Heather Beaton, RSPB Scotland's Warden on North Uist shares the way she’s noticed nature carrying on as normal whilst everything else seems to be stopping or changing around her.
Nature doesn't stop
Driving along on essential business, it can feel like I’ve been transported to another realm. Everything appears the same, and yet it is so significantly, painfully different, that reality seems warped. There’s no one outside: no cars, no movement. All the houses sit silent and still, like watchers on the hill.
The wildlife remains, however, and it keeps on going. The meadow pipits are repeatedly displaying. The sweet descending scale of the song, sung as the bird parachutes down on outstretched wings, is thirty seconds of harmony. The skylark rises to the skies outside our bedroom window, welcoming the day through a perfect requiem, as a celebrant of life rather than the ending thereof.
Male wheatear sits on rock, Image: Cliff Reddick
The air around us is warming up: spring is here. The clocks have changed and darkness is firmly behind us now. And the change in behaviour of the wildlife thanks to the lengthening days is apparent. Starlings assemble around suitable nesting sites: their whistles, chirrups and calls a language worth a hundred years of study. A pair near me nest within a twisted strainer post that has rotted from the inside out. I’ve looked within through the winter, and right at the bottom of the post is the nest, snug and enclosed and protected from all outside influence. Now, they are back and I’ve seen them carrying new nesting materials, bulking up that which is already there, as their minds move forward to procreation. A virus is not their concern, and their chatter can seem like the perfect remedy on these most unusual of days.
While we sit tight, waiting out a virus that may change our world forever, nature doesn’t stop. The natural world continues as before. Buds unfurl, plants poke their heads out of the soil, seeds release. Spring flowers bloom, providing food to the first bees, beetles and flies that so need a sugary treat. Life around us carries on.
New life emerging at Loch Druidibeg
My office window gives me a view across some of the moorland of South Uist, with the hills beyond Loch Bì. The hills are far distant, but just close enough to see an eagle through the telescope. Closer, around the house, hen harriers hunt. With fewer sightings through the winter, it’s a delight to see the female – the ringtail – hunting low over the heather, her silhouette perfectly highlighted by the white rump that’s characteristic of her sex. Occasionally, without warning, a merlin will dash around my neighbour’s house, trying to catch the skylarks that so delight us with their song. As with so many things, the cycle is eternal.
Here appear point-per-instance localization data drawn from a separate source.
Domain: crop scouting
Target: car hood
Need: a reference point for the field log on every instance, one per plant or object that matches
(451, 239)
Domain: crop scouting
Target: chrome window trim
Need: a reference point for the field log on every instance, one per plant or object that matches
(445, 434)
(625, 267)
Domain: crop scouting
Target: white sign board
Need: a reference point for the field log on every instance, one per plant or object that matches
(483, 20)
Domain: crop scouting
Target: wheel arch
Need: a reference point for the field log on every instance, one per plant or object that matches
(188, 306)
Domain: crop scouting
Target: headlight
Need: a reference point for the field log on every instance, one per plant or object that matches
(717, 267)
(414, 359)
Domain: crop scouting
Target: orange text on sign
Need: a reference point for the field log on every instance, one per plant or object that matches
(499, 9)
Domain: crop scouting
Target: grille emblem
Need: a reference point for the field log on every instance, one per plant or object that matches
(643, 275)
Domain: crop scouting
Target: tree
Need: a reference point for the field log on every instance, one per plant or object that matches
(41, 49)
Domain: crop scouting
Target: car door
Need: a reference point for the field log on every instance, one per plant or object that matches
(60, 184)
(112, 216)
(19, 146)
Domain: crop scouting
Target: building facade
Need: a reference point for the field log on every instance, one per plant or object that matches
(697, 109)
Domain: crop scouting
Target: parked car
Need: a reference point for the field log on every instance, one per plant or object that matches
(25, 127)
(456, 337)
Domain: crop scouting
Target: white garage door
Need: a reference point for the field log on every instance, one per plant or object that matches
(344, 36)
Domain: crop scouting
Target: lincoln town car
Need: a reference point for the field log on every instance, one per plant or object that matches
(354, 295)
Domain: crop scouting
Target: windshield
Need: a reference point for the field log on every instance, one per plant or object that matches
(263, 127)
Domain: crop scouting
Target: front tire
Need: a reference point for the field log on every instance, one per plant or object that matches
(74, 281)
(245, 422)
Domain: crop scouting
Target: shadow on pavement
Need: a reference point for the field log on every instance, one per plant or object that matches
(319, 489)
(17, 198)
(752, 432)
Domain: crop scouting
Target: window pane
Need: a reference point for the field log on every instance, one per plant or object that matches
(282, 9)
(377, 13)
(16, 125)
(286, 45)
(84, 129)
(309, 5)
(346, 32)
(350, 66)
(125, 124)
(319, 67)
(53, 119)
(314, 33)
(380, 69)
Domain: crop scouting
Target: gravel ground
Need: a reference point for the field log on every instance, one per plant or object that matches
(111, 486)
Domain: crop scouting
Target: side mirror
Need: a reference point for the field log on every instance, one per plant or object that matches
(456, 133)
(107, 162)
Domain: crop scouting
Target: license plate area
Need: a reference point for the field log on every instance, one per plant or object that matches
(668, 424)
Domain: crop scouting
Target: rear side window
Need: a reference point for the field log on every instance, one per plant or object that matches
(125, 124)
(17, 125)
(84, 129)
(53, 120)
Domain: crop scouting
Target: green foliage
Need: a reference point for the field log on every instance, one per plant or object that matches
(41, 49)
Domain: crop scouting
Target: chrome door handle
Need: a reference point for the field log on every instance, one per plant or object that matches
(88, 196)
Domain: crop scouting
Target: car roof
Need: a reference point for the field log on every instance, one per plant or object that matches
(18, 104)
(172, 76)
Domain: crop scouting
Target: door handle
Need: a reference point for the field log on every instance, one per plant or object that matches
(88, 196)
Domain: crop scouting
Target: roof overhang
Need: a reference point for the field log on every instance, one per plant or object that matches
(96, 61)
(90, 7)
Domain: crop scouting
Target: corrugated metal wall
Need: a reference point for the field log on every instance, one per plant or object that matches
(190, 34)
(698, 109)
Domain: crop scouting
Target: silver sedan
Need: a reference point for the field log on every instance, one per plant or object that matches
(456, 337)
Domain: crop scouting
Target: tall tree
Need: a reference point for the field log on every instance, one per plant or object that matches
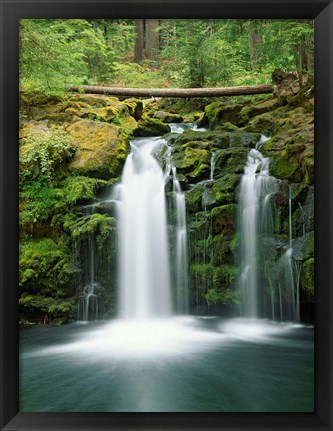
(255, 48)
(139, 40)
(152, 39)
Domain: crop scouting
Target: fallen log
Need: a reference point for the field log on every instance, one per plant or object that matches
(175, 92)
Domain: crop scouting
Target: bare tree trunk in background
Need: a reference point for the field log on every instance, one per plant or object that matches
(138, 52)
(152, 38)
(255, 48)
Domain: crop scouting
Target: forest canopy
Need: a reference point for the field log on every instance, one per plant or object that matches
(160, 53)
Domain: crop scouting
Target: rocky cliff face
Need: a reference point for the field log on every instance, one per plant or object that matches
(73, 149)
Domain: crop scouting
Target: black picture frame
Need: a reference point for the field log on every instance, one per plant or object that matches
(319, 10)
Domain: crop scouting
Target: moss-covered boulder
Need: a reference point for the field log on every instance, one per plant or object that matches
(219, 139)
(192, 161)
(167, 117)
(307, 279)
(224, 220)
(259, 108)
(220, 112)
(151, 127)
(102, 149)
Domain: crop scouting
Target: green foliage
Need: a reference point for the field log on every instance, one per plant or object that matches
(45, 266)
(135, 75)
(80, 188)
(307, 277)
(42, 152)
(192, 53)
(39, 201)
(55, 53)
(225, 297)
(224, 275)
(98, 226)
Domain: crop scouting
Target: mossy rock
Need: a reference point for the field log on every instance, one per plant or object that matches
(194, 163)
(224, 276)
(254, 109)
(151, 127)
(33, 127)
(307, 279)
(221, 250)
(219, 112)
(230, 161)
(167, 117)
(219, 139)
(224, 220)
(135, 108)
(282, 168)
(102, 149)
(193, 198)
The sunny yellow flowers of the marsh marigold brighten the ditches, while yellow flag iris grows an inch a day. The land loses its brown, winter overcoat, so slowly that one day you look up and realise the world has turned green.
And today, on returning home, the curlew in the neighbouring field was in full display. The liquid gold notes, a “lonely sounding, bubbling warble” makes my heart ache for all the joy, beauty and love in the world. His undulating flight is the perfect accompaniment, tying the physical in with the pleasures of the mind.
Curlew in flight, Image: Cliff Reddick
It can be easy to feel isolated and shut off, for looking at your family and friends through a screen is not the same. The internet causing poor connections, and that beloved face appears pixelated and dulled as if a fictional animation. But watching the wildlife move through their daily rhythms, now that is a sight for sore eyes. To watch the gulls swoop and dive, to notice the shoveler on the loch, to hear the first snipe of the year: to experience is to admire, and to admire is to love.
Nature waits for no one, isn’t that (almost) how the saying goes? And now, while we’re being patient, staying at home and protecting those which we love, the endless cogs of life keep turning, and we can use this to find a release.